Ahh. A destination Dad first heard about 2 years ago, then read more about in the Travel section of the Edmonton Journal, then thought about when we were on this side of the equator last year, and now we’ve been there. It was an excellent four days, and well worth the wait.
Where to begin? Even as I was trying to catch up in my travel journal, I was discovering that I was missing so much, as pretty much every aspect of every day spent here is worth mentioning, in one way or another. I guess I’ll try to separate it by categories:
The Hostel we stayed at was fantastic. It was a bit of an uphill walk to get to it, though it proved to be worth it. Basically a cottage in the backyard, with a beautiful flower garden (where we sat in the morning for coffee and in the evening for a glass of wine) and just three double rooms, which were inhabited by others just half of the time we were there (and always by nice and interesting people). The lady who runs the place is a spry 84-year old Slovenian named Milena, whose son lives in Toronto and was visiting for the week. Milena was very helpful in answering all our questions from what to do to where to eat.

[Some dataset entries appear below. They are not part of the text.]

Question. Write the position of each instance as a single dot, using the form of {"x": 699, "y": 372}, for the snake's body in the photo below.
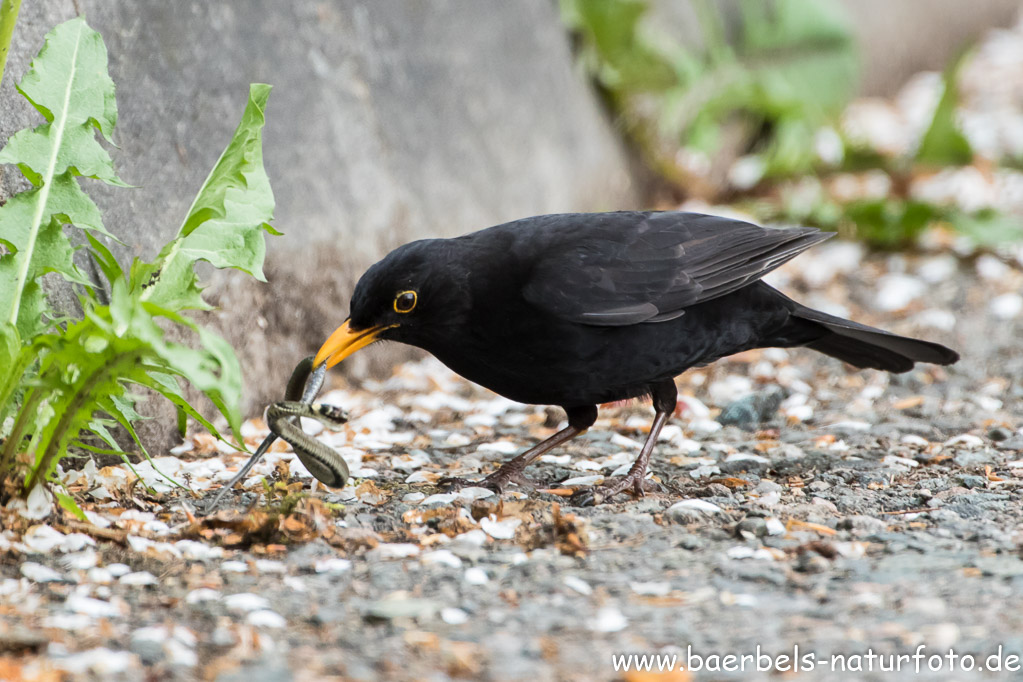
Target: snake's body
{"x": 321, "y": 460}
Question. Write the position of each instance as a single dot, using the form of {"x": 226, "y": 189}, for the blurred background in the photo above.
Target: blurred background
{"x": 898, "y": 125}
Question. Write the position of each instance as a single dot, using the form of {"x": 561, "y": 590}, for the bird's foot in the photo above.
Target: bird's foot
{"x": 593, "y": 495}
{"x": 497, "y": 482}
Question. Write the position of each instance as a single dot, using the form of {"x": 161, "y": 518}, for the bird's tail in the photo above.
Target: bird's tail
{"x": 866, "y": 347}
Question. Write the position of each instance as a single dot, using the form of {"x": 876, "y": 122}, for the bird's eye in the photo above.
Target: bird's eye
{"x": 405, "y": 302}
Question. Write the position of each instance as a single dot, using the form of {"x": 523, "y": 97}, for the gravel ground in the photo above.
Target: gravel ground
{"x": 865, "y": 511}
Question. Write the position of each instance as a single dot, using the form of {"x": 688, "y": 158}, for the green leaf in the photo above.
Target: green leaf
{"x": 890, "y": 223}
{"x": 225, "y": 224}
{"x": 943, "y": 143}
{"x": 69, "y": 85}
{"x": 69, "y": 81}
{"x": 625, "y": 60}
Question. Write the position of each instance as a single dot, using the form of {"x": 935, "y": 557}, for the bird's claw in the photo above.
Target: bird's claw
{"x": 497, "y": 482}
{"x": 594, "y": 495}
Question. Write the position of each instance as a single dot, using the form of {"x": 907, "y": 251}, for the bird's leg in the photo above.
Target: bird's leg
{"x": 665, "y": 394}
{"x": 580, "y": 418}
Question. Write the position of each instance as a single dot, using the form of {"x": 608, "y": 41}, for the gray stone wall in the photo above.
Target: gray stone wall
{"x": 389, "y": 121}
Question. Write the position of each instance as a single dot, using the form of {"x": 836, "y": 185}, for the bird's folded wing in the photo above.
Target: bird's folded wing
{"x": 635, "y": 267}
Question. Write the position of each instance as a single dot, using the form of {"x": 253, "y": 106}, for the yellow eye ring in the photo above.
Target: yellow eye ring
{"x": 405, "y": 302}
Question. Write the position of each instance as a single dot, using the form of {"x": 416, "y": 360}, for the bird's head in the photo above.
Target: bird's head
{"x": 409, "y": 297}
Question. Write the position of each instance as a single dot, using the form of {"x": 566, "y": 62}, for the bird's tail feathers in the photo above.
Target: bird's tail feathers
{"x": 866, "y": 347}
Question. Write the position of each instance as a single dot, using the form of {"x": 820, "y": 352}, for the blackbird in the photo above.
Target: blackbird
{"x": 576, "y": 310}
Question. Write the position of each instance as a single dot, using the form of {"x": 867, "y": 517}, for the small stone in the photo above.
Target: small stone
{"x": 334, "y": 565}
{"x": 441, "y": 557}
{"x": 688, "y": 511}
{"x": 579, "y": 585}
{"x": 754, "y": 526}
{"x": 453, "y": 616}
{"x": 767, "y": 486}
{"x": 965, "y": 441}
{"x": 138, "y": 578}
{"x": 753, "y": 409}
{"x": 264, "y": 618}
{"x": 246, "y": 601}
{"x": 399, "y": 606}
{"x": 862, "y": 525}
{"x": 499, "y": 530}
{"x": 476, "y": 576}
{"x": 393, "y": 550}
{"x": 609, "y": 619}
{"x": 651, "y": 589}
{"x": 972, "y": 482}
{"x": 998, "y": 434}
{"x": 38, "y": 573}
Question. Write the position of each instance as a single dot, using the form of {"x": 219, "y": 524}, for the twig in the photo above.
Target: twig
{"x": 909, "y": 511}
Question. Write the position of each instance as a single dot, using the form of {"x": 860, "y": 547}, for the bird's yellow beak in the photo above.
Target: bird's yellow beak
{"x": 344, "y": 342}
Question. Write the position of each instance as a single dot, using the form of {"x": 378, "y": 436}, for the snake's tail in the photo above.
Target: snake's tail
{"x": 258, "y": 455}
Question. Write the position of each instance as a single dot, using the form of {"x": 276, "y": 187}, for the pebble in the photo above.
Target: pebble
{"x": 453, "y": 616}
{"x": 264, "y": 618}
{"x": 476, "y": 576}
{"x": 334, "y": 565}
{"x": 609, "y": 619}
{"x": 499, "y": 530}
{"x": 862, "y": 525}
{"x": 393, "y": 550}
{"x": 202, "y": 594}
{"x": 755, "y": 526}
{"x": 441, "y": 557}
{"x": 964, "y": 441}
{"x": 579, "y": 585}
{"x": 659, "y": 589}
{"x": 138, "y": 578}
{"x": 39, "y": 573}
{"x": 246, "y": 601}
{"x": 752, "y": 409}
{"x": 998, "y": 434}
{"x": 688, "y": 511}
{"x": 43, "y": 539}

The Food was amazing. Our first night in Argentina we went to a very well-recomended Steak house, Alberto’s, where we had our first real steak dinner. It was very good, comparable to Alberta Beef, I would go so far as to say, and we even managed to order it rare. The next night we tried fondue, which was really only middle of the road, as the sauces were nothing like we’ve been led to expect from other culinary experiences thus far. Then we had planned to visit a restaurant recommended in one of our travel books, but instead ended up saying “we’ll have what they’re having” at a bar/restaurant where we’d stopped along the way. Neither Dad nor I were particularly hungry, after a long day in the sun, and we ended up with a supremely tasty platter consisting of several pickled tidbits, and a large assortment of smoked meats, sausages, and cheeses, including all the favorites of the region: jabali (wild boar), ciervo (deer), and trucha (trout). Wow. And just what we wanted, in terms of type and amount.

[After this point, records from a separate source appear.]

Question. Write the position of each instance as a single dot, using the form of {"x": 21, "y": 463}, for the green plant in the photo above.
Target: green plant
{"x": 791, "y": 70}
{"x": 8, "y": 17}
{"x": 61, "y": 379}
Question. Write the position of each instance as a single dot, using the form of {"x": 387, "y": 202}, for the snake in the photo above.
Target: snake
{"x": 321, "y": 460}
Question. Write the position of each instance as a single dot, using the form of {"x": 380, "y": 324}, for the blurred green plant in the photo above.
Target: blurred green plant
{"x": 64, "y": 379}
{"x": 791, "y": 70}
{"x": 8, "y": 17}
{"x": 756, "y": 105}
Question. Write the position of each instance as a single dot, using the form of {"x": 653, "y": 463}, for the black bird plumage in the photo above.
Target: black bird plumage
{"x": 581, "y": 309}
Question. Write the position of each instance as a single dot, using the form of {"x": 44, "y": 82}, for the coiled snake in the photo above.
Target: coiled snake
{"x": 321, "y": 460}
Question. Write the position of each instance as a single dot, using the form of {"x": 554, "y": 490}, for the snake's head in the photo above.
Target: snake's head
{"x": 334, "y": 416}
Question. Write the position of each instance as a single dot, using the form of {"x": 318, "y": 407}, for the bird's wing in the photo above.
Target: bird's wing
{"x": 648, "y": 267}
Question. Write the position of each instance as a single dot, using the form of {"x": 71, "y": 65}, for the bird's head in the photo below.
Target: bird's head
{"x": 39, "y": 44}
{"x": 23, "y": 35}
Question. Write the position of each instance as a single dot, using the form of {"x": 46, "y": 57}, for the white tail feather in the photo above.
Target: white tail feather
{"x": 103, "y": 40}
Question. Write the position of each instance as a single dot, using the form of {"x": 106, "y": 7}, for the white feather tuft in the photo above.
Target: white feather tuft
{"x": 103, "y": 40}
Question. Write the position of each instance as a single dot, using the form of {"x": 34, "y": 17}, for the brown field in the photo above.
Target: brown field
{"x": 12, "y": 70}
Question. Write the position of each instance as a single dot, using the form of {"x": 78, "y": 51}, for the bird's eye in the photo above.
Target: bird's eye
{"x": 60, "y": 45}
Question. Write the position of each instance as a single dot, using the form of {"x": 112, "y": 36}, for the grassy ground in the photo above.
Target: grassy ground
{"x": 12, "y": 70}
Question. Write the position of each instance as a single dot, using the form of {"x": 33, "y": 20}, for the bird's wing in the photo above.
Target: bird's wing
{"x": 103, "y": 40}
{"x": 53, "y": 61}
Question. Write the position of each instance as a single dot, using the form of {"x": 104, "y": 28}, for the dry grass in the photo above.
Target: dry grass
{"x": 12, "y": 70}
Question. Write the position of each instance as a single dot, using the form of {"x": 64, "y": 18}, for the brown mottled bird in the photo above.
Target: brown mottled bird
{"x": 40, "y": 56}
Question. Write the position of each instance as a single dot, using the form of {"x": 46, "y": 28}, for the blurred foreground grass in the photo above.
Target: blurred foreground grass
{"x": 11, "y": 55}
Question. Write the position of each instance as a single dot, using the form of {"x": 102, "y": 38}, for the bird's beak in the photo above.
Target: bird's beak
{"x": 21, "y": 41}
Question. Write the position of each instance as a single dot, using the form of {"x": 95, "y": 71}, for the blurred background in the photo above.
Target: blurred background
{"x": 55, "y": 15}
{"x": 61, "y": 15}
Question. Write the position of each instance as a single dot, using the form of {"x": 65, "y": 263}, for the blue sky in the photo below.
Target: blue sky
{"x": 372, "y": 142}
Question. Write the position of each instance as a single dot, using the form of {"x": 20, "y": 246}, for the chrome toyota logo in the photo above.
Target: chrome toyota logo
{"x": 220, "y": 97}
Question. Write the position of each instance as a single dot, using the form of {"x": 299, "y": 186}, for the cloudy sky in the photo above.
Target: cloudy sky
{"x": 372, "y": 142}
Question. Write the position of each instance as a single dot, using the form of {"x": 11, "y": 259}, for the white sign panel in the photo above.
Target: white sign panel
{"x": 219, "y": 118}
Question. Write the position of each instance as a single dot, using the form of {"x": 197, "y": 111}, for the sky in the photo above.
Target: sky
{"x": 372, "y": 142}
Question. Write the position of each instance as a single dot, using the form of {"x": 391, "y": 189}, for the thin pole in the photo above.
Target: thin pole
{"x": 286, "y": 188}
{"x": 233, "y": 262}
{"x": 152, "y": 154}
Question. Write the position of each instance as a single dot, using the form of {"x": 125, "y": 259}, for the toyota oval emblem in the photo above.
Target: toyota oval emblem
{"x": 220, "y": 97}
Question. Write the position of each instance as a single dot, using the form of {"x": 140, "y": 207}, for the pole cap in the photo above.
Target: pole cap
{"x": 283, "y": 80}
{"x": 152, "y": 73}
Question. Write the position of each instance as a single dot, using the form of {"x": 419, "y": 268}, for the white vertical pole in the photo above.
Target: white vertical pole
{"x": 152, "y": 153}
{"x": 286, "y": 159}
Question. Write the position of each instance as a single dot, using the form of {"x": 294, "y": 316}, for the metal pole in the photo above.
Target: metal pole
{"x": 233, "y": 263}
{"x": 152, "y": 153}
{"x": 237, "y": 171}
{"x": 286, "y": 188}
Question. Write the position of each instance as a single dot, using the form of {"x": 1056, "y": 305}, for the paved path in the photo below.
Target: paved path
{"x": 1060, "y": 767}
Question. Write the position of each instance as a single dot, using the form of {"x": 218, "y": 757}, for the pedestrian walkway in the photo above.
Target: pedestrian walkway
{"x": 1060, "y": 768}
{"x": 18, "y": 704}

The Sights were indescribable. And even the pictures we took won’t do them justice. How to begin?… I guess just to tell you all to come down and see for yourselves
Yeah. Bariloche is on the shore of a large lake dotted with islands in the midst of several smaller lakes surrounded by mountains big and small, below and above tree-line, some still snow-capped even in the heat of summer. Argentina’s (and possibly South America’s) largest and most popular ski resort is here, on the Mountain Catedral. In the summer, instead of shutting right down they keep a couple of lifts open which take you to very close to the summit, and from the drop-off point it is just a 40min walk to the peak, where you get the most awe-inspiring view we’ve had yet (and that’s saying alot) into the next vally and across the spine of the Andes, taking in Volcan Tronador (which is dead) and in the far distance, another volcano that is active, which we passed by when we were still in Chile. I’m sure our pictures won’t do it justice. On another day we ascended a smaller chair lift to the top of Cerro Campanerio, which was less than half as high as Catedral, but afforded great views of the valley we were in such as the various legs and arms of the surrounding lakes, the islands, and little towns in the area.

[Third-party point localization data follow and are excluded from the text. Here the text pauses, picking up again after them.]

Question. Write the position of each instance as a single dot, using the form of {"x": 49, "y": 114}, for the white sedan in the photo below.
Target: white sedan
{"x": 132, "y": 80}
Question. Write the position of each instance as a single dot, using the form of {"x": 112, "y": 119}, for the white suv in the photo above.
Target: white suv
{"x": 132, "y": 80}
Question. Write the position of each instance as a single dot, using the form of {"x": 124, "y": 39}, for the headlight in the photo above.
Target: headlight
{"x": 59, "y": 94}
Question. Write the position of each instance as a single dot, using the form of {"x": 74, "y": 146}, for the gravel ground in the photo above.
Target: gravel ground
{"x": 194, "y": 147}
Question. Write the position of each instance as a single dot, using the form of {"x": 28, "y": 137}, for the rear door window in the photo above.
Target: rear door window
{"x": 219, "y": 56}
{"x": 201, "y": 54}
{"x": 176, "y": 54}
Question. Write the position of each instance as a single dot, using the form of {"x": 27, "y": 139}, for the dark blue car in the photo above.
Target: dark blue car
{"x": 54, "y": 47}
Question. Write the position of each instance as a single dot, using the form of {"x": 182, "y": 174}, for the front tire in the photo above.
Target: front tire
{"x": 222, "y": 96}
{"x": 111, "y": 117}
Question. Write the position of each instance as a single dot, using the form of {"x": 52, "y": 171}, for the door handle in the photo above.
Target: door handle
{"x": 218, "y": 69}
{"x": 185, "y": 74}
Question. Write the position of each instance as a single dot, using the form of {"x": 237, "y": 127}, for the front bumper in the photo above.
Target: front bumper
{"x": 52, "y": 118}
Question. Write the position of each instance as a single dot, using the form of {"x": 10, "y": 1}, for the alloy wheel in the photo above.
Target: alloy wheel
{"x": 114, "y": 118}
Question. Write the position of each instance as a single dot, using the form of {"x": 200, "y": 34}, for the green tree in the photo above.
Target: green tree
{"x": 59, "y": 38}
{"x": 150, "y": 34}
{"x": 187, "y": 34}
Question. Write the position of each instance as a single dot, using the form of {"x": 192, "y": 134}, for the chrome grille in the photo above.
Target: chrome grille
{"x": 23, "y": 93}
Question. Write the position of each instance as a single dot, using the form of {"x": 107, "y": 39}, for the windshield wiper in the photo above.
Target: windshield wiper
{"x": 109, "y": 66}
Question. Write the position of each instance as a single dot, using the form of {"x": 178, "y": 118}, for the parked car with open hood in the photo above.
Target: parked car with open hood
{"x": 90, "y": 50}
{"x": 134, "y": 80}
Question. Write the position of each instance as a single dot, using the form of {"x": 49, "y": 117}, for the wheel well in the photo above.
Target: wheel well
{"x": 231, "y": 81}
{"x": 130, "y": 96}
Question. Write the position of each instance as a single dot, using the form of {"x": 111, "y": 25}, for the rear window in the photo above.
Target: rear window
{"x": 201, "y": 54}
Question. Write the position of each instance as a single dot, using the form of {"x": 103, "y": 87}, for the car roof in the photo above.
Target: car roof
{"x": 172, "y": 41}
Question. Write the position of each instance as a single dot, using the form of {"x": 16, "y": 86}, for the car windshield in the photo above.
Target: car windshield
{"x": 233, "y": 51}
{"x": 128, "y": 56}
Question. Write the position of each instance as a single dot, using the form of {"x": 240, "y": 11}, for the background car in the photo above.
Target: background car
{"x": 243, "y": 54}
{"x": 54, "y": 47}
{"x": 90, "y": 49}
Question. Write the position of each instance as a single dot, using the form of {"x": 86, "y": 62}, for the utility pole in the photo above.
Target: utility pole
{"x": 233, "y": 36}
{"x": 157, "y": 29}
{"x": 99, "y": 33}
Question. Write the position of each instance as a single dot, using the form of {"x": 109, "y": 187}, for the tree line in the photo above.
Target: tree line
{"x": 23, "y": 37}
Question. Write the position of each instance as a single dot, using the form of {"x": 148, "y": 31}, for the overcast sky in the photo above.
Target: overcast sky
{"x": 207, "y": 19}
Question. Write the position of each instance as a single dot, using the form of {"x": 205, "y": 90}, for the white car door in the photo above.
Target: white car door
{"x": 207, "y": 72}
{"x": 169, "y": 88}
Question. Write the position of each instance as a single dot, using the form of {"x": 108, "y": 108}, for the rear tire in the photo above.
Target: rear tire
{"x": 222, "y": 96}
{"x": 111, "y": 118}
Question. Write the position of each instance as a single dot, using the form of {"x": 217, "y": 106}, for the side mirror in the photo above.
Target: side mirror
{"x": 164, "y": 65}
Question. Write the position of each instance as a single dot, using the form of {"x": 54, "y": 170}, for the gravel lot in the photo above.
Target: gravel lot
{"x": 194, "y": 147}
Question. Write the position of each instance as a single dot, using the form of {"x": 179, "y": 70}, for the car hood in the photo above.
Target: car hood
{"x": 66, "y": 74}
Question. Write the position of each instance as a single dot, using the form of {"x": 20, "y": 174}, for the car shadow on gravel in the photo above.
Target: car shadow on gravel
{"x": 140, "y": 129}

The People were so friendly. From our lovely old Slovenian lady running the hostel, to the waiters and waitresses who were eager to try their english out on us, to Alfredo, a nice man who picked Dad and I up on a deserted road we were hiking on in the heat of the day that turned out to be alot longer than we’d been led to believe and brought us the rest of the way to the cool, inviting lake at the end of it, but not before inviting us into his cabaña, introducing us to his family, and sharing a cool glass of pear juice with us.
All of this and more has contributed to a great trip so far, and we hope it continues thus.